First off, there is legitimacy to the "slippery slope" arguments.  By bringing the question to light, the NRA can help the public to keep Obama accountable.  Second, this article airs it as "does Obama WANT..." and then argues it with "what Obama does".  Notice that Obama says "I don't think we can get that done".  That's acknowledgement of a political reality, but it doesn't address what his ultimate goals (or "wants") are.


If you're gonna "fact check", then pick which fact you are going to check... and check it.

12rmp123
12rmp123

Before any legislation is passed, can we at least agree that any legislation, especially any pieces that play with people's expicitly recognized rights, must offer some benefit?

MrObvious
MrObvious

The argument among people who doesn't want to do anything is that hard long term projects don't yield perfect results so don't do them.

That defies of course all other countries that do similar things and yield good (not perfect) long term goals. When did USA become the can't do country? When it somehow benefits all citizens and doesn't perfectly line someones pockets?


roknsteve
roknsteve

Everything the NRA says is a version of "Ther gonna tak er guns".  

PaulDirks
PaulDirks

What's most troubling is the correlation between paranoid beliefs and a fascination with guns in the first place. THAT'S the elephant in the room.


Spencer60
Spencer60

What you people are missing is that there is no 'loophole' in background checks to begin with... 

Federal law leaves whether private transfers need a background check to the states. Some states have implemented background check while others have not seen a need to. 

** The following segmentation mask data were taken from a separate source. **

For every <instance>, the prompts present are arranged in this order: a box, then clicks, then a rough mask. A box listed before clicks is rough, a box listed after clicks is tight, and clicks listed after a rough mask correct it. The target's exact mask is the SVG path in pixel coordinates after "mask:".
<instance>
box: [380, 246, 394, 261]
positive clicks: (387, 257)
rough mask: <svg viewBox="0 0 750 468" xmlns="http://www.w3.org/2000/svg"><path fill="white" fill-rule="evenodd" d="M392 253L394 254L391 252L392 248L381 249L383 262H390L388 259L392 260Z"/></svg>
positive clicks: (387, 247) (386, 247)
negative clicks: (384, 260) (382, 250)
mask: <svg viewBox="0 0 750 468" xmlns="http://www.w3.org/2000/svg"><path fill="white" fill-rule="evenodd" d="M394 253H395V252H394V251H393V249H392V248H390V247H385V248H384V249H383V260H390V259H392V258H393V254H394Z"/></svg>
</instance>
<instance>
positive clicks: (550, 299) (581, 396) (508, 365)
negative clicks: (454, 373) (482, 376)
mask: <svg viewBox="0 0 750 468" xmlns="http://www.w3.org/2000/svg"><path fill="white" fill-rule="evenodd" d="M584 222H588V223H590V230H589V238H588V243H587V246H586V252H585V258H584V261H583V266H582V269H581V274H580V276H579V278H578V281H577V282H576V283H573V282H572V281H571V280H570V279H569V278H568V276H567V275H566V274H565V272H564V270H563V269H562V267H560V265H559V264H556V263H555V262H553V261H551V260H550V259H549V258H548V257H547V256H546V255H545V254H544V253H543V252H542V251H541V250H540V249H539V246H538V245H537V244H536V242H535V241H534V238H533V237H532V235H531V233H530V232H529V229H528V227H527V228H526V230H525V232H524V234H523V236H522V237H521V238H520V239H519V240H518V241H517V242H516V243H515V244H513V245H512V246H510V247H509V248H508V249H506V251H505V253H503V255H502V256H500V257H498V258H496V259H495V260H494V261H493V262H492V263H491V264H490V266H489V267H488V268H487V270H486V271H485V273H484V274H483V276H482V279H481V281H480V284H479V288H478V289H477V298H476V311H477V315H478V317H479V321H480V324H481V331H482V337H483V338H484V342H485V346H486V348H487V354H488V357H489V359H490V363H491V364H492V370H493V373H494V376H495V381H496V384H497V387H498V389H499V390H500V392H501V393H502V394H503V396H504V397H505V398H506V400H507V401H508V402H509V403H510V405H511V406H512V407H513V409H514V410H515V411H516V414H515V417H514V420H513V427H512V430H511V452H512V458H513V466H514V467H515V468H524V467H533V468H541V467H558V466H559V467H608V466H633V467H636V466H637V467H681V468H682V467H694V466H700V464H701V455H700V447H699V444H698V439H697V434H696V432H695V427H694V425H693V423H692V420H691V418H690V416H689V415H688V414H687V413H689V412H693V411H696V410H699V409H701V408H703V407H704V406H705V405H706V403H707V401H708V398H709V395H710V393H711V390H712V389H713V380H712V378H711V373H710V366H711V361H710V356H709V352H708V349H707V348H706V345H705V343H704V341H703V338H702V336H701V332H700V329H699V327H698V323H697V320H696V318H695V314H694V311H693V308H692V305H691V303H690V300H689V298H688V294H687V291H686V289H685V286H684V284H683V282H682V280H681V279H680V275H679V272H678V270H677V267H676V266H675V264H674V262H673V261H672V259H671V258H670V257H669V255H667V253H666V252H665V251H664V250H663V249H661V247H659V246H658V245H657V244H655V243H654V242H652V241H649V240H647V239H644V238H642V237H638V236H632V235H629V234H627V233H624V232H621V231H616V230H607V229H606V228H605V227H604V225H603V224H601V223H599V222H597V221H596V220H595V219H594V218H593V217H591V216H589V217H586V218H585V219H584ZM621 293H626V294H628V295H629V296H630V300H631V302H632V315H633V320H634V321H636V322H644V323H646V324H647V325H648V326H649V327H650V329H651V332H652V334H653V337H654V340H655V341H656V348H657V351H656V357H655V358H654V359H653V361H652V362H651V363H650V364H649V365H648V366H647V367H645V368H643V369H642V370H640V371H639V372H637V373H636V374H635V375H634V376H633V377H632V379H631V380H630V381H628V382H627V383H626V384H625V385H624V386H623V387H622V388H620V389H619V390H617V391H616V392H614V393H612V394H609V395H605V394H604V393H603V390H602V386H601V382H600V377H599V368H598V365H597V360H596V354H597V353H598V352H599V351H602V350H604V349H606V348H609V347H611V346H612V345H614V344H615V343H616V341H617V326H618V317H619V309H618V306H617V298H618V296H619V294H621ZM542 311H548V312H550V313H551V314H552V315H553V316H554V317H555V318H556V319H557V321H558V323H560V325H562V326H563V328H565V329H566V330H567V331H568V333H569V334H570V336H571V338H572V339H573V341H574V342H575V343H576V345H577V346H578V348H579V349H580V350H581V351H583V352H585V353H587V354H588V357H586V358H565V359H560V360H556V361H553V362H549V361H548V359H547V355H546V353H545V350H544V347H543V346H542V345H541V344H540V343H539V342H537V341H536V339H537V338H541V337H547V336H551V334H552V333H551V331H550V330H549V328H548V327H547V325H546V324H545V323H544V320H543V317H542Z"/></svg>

The Department of Justice has even looked at the matter and, and determined that less than 5% of all 'crime guns' were purchased through private transfers. 

The vast majority of criminal firearms are acquired through burglary and the use of 'straw purchasers', people with clean records who knowingly purchase a firearm for a prohibited person. 

This is already a crime, but the police (specifically the BATFE) very rarely prosecutes these cases, so there is little deterrent. 

Once again, the gun control lobby and it's media lapdogs would rather impose restrictive new laws on honest American citizens than actually enforce a law against criminals that we already have on the books.

That really defines this whole 'conversation' on gun control, doesn't it?




bobell
bobell

I can understand LaPierre's concerns. After all, state governments require registration of motor vehicles, and hust look at all the confiscatory raids that have been staged on poor, innocent car owners trying to exercise their right of free movement under the Constitution. First they came for the cars, then the guns.  Next they'll be confiscating stock certificaties, which of course have to be registered with the issuing companies.  Eventually they'll confiscate all voters, since voters must register.  Slippery slope indeed!

If you took away LaPierre's straw men, he'd have nothing left.